El Pontífice habló del cansancio de este ministerio, que “es como el incienso que sube silenciosamente” y pidió tener bien presente “que una clave de la fecundidad sacerdotal está en el modo como descansamos y en cómo sentimos que el Señor trata nuestro cansancio”.
Además, reflexionó sobre tres tipos de cansancio: el “cansancio de la gente”, el “cansancio de los enemigos” y el “cansancio de uno mismo”.
El papa
Francisco dijo que entiende el "cansancio" de los
sacerdotes entregados a su labor pastoral, y admitió que él mismo está cansado,
en un mensaje de apoyo a los 415.000 de ellos diseminados por el mundo, con
motivo del Jueves Santo.
En la
misa Crismal en la Basílica de San Pedro, que marca el inicio de las
celebraciones de Pascua y que se considera "el día de la institución del
sacerdocio", el pontífice argentino empleó un tono personal y caluroso,
lejos de los reproches que suele asestar a los sacerdotes que no cumplen
adecuadamente con su trabajo.
"Con
tantas emociones, el corazón del pastor se cansa. Para nosotros los sacerdotes
las historias de nuestra gente no son un boletín informativo. Nuestro corazón
se deshila, se deshace en mil pedazos" con esos problemas, dijo el santo
padre.
"El
cansancio de los sacerdotes, ¡el cansancio de todos ustedes!

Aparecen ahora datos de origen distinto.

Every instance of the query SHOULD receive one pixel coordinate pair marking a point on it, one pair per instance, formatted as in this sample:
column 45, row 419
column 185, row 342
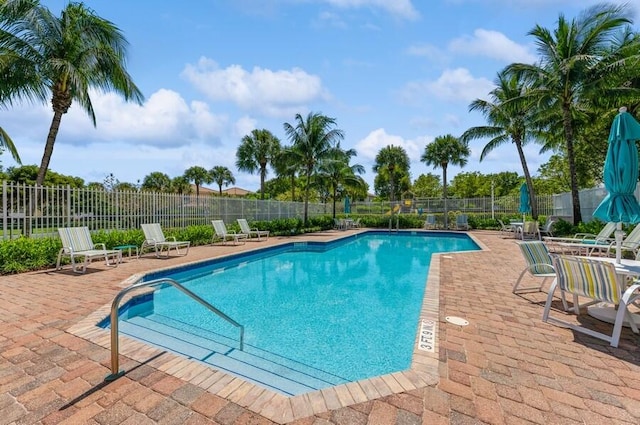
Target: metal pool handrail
column 115, row 373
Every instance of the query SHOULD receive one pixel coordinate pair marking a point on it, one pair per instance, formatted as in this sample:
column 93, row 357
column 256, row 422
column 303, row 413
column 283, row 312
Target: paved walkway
column 505, row 367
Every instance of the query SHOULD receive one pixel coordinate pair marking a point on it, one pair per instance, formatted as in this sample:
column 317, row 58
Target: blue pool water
column 334, row 312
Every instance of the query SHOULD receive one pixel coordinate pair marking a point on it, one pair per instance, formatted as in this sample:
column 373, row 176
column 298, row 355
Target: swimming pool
column 315, row 314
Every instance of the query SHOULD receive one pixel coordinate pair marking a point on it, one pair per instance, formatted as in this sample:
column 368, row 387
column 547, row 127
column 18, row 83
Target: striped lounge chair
column 538, row 264
column 77, row 244
column 598, row 281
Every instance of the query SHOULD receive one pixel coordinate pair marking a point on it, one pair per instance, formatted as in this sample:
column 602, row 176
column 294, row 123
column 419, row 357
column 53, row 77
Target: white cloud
column 428, row 51
column 455, row 85
column 273, row 93
column 492, row 44
column 165, row 119
column 400, row 8
column 369, row 147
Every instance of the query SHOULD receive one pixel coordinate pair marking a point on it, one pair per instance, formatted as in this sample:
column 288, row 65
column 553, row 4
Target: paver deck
column 505, row 367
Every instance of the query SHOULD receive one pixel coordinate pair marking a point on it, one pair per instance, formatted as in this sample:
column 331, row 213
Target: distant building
column 236, row 191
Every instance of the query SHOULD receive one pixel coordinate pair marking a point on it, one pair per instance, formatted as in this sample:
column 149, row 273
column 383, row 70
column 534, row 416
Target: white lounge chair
column 598, row 281
column 530, row 230
column 630, row 243
column 77, row 243
column 247, row 230
column 430, row 222
column 220, row 233
column 462, row 222
column 538, row 264
column 154, row 238
column 604, row 236
column 506, row 230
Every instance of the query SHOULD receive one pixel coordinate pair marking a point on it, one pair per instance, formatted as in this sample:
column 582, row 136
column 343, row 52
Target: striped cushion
column 77, row 239
column 153, row 232
column 537, row 257
column 589, row 278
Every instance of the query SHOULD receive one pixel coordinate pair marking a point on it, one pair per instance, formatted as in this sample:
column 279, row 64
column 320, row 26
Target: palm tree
column 44, row 57
column 394, row 161
column 7, row 143
column 312, row 140
column 335, row 172
column 578, row 62
column 445, row 150
column 256, row 151
column 198, row 175
column 180, row 184
column 222, row 176
column 156, row 182
column 509, row 116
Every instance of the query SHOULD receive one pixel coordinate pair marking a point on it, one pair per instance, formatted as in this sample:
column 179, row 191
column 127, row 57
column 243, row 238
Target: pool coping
column 423, row 372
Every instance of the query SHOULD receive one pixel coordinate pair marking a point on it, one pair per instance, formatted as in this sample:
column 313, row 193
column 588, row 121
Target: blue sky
column 398, row 72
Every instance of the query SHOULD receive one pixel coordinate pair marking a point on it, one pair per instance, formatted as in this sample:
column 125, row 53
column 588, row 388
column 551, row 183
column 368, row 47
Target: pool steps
column 262, row 368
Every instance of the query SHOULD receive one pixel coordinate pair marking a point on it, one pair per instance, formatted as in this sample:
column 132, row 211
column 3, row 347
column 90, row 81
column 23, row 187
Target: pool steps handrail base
column 114, row 317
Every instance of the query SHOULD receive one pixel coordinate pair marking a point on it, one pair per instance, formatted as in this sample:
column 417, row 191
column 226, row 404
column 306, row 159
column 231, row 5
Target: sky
column 390, row 72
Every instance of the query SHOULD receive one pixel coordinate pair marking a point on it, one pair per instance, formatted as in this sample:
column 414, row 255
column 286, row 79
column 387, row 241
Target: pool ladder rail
column 114, row 317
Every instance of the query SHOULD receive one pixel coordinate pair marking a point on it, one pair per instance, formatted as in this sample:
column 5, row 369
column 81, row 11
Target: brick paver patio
column 505, row 367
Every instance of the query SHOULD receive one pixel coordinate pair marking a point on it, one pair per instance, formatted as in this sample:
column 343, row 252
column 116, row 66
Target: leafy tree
column 509, row 117
column 44, row 57
column 470, row 185
column 312, row 140
column 180, row 185
column 337, row 174
column 198, row 175
column 427, row 186
column 392, row 166
column 445, row 150
column 222, row 176
column 256, row 151
column 95, row 186
column 580, row 62
column 505, row 183
column 28, row 174
column 126, row 187
column 156, row 182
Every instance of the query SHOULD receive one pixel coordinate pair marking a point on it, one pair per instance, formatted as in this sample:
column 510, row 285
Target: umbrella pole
column 618, row 234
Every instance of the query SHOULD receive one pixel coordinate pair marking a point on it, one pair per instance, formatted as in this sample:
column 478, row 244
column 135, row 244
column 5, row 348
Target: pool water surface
column 316, row 314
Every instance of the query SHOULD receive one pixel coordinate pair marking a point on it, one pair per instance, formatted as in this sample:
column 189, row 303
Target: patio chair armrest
column 584, row 236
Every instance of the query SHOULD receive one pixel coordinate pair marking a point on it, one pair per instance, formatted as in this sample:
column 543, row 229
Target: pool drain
column 456, row 320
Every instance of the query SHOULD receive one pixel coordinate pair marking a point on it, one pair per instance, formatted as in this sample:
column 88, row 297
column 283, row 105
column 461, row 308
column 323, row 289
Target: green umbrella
column 621, row 175
column 525, row 203
column 347, row 205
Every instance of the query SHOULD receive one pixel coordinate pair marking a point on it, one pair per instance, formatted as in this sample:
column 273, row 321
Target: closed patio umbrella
column 525, row 203
column 621, row 176
column 347, row 205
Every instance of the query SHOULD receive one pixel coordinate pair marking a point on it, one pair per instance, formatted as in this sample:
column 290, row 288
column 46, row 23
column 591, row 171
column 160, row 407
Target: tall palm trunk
column 263, row 173
column 444, row 195
column 575, row 195
column 48, row 148
column 306, row 197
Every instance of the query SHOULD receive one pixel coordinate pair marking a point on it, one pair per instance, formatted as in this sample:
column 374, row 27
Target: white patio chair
column 221, row 234
column 598, row 281
column 462, row 222
column 77, row 243
column 247, row 230
column 538, row 264
column 154, row 238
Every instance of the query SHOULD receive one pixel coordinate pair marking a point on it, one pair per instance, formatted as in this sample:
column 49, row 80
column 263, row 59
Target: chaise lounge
column 154, row 238
column 77, row 243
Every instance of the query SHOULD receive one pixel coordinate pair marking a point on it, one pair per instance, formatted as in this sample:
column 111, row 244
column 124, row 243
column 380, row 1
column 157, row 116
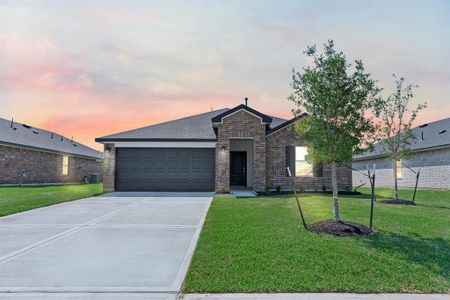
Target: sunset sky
column 91, row 68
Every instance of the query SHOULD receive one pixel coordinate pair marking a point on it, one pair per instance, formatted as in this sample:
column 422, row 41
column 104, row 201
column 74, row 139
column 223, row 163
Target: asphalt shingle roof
column 198, row 128
column 36, row 138
column 435, row 134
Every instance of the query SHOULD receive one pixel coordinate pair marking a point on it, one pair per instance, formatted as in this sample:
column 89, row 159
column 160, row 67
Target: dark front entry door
column 238, row 166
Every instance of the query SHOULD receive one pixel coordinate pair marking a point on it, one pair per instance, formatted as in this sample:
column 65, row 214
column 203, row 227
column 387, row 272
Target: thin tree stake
column 296, row 198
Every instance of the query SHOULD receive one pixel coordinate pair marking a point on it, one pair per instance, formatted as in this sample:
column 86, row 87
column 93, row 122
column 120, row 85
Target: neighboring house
column 431, row 155
column 35, row 156
column 212, row 151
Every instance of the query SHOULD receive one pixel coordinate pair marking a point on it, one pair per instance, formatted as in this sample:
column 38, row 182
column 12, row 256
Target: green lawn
column 259, row 245
column 17, row 199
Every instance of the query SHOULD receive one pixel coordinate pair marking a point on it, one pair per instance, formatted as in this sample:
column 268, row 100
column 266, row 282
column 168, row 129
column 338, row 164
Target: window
column 398, row 166
column 65, row 164
column 302, row 168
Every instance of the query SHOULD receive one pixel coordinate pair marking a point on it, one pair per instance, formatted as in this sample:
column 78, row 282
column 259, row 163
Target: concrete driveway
column 118, row 246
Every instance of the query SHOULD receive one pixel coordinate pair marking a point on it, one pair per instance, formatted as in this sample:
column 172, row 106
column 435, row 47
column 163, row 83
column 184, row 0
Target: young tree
column 397, row 120
column 340, row 101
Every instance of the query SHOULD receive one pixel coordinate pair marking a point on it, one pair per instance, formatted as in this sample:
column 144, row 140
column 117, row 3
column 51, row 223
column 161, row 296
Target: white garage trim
column 165, row 144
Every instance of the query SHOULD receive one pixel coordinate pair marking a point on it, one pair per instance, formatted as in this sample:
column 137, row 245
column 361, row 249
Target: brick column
column 223, row 165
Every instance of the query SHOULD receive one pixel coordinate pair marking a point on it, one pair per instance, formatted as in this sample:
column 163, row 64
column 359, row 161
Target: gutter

Pienso mucho en
ello y rezo a menudo, sobre todo porque yo también estoy cansado", añadió.
Inmediatamente,
Jorge Bergoglio reparó, no obstante, que "es cansancio del bueno,
cansancio lleno de frutos y de alegría".
"Nuestra
fatiga es preciosa a los ojos de Jesús, que nos acoge y nos pone de pie",
aseguró el Papa en la primera ceremonia del llamado "Triduo Pasqual",
el periodo de tiempo en el que los católicos conmemoran la pasión, muerte y
resurrección de Cristo.
Pastores con cara de vinagre
Pero a
pesar de esta fatiga, el papa indicó a los sacerdotes que no pueden ser
"pastores con cara de vinagre, quejosos ni, lo que es peor, pastores
aburridos".
"El
pueblo fiel no nos deja sin tarea directa, salvo que uno se esconda en una
oficina o ande por la ciudad en un auto con vidrios polarizados", agregó,
dando una lección. En ese sentido, volvió a subrayar la necesidad de pastores
"con olor a oveja" y "sonrisa de padre".
"Nada
que ver con esos que huelen a perfume caro y te miran de lejos y desde
arriba", agregó.
Además,
Francisco instó a los sacerdotes "no sólo a hacer el bien, con toda la
fatiga que conlleva, sino que hay que defender al rebaño y defenderse uno mismo
contra el mal".
"El
maligno es más astuto que nosotros y es capaz de tirar abajo en un momento lo
que construimos con paciencia durante largo tiempo", dijo.
Ante
ello, continuó, "hay que aprender a neutralizar el mal" y
"no" arrancar la cizaña, no pretender defender como superhombres lo
que sólo el Señor tiene que defender".
La
celebración del Jueves Santo continuará esta tarde (hora local), cuando el Papa,
continuando con la tradición de cuando era arzobispo de Buenos Aires, saldrá
del Vaticano para efectuar una misa en la cárcel romana de Rebbibia, donde
lavara los pies a doce reclusos, seis hombres y seis mujeres, la mitad
extranjeros.
«Lo
sostendrá mi mano y le dará fortaleza mi brazo» (Sal 88,22), así piensa el
Señor cuando dice para sí: «He encontrado a David mi servidor y con mi aceite
santo lo he ungido» (v. 21). Así piensa nuestro Padre cada vez que «encuentra»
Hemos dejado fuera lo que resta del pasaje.